Olhando para tudo isso,

é como se olhasse para um amontoado de ruínas,

que até ontem me apareciam como alguma coisa de aproveitável,

mas que agora, quando olho,

não me aparecem senão como ruínas...

Olhando para tudo isso,

é como se olhasse para o interior da própria perplexidade,

como se tivesse de carregar em minhas mãos

um objeto que não posso sequer compreender

e que me parece complexo demais para que se possa compreender

mas que no fundo não presta para nada

(e ninguém me disse isso ao chegar)

e não vale a pena carregar...

 

Olhando para tudo isso,

é como se olhasse pela última vez,

apressadamente, numa iminência de partida,

como se tivesse de olhá-lo antes de partir...

Mas olhá-lo apressadamente

é falso, como também é falso pensar

que o estou olhando na véspera da partida...

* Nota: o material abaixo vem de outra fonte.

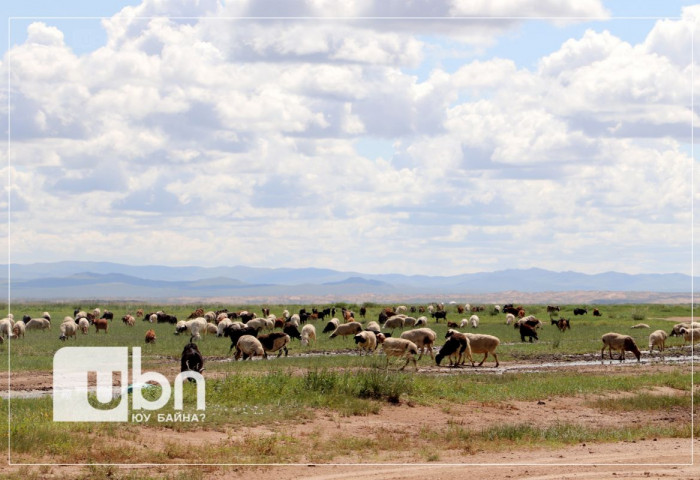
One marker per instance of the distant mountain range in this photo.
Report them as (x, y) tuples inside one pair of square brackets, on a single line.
[(103, 280)]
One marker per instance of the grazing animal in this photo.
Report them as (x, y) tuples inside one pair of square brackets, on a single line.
[(563, 324), (657, 339), (622, 343), (527, 331), (424, 338), (366, 341), (248, 346), (455, 348), (308, 334), (275, 342), (151, 336), (479, 343), (398, 347), (68, 329), (101, 324), (191, 359), (331, 325), (345, 329), (18, 329)]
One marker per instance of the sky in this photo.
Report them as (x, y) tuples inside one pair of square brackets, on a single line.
[(430, 137)]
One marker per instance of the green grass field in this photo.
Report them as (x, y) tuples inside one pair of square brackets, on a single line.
[(328, 376)]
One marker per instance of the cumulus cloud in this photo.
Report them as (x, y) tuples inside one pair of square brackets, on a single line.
[(221, 141)]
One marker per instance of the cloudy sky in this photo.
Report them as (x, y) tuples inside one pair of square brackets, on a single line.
[(435, 136)]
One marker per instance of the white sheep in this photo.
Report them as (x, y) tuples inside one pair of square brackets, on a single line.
[(691, 335), (38, 324), (18, 329), (68, 329), (308, 334), (350, 328), (615, 341), (373, 327), (657, 339), (248, 346), (480, 343), (83, 325), (409, 322), (397, 321), (424, 338), (366, 341), (222, 326), (398, 347), (6, 326)]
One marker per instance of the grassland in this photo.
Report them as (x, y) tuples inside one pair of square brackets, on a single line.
[(329, 380)]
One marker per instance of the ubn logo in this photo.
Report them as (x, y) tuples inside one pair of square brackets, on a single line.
[(72, 365)]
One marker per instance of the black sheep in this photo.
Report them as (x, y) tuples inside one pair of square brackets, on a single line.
[(191, 359), (453, 345), (527, 331)]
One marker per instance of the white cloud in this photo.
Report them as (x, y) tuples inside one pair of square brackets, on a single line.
[(191, 141)]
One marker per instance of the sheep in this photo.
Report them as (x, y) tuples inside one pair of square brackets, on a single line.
[(18, 329), (38, 324), (615, 341), (275, 341), (101, 324), (151, 336), (291, 330), (373, 327), (222, 325), (409, 322), (657, 339), (366, 340), (212, 328), (83, 325), (68, 329), (485, 344), (258, 323), (527, 331), (398, 347), (6, 326), (195, 326), (191, 359), (235, 332), (391, 323), (676, 331), (308, 334), (424, 338), (248, 346), (455, 348), (462, 353), (331, 325), (345, 329), (691, 335)]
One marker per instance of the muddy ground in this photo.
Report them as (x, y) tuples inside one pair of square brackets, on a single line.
[(648, 458)]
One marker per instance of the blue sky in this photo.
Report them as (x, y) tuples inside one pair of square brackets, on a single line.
[(405, 146)]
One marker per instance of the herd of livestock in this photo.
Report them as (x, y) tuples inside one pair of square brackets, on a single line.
[(252, 335)]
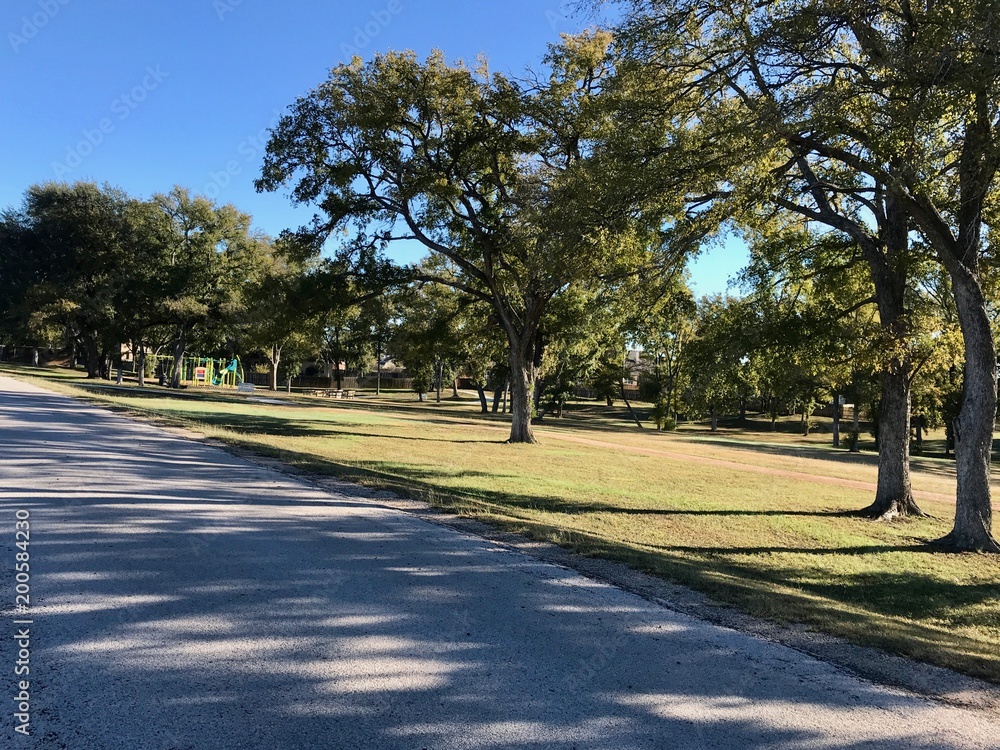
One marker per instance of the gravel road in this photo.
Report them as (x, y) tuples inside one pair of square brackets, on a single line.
[(183, 598)]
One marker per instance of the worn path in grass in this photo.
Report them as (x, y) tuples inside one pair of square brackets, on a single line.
[(185, 598), (827, 467)]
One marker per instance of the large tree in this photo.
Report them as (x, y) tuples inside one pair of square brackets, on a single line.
[(493, 175), (902, 99)]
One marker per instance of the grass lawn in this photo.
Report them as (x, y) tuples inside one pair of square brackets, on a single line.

Tenho todo o tempo do mundo para olhá-lo –

tenho todo o tempo de minha vida

e por isso se estou olhando apressadamente

é porque estou trapaceando...

 

Tenho todo o tempo do mundo para olhá-lo,

mas não posso compreendê-lo...

Ou não posso compreendê-lo senão pensando que tenho de transportá-lo comigo

como um objeto difícil e incômodo

que se transporta com imenso incômodo das mãos...

 

O que é isso afinal?

O que posso fazer disso afinal, quando o descubro e olho de frente para ele?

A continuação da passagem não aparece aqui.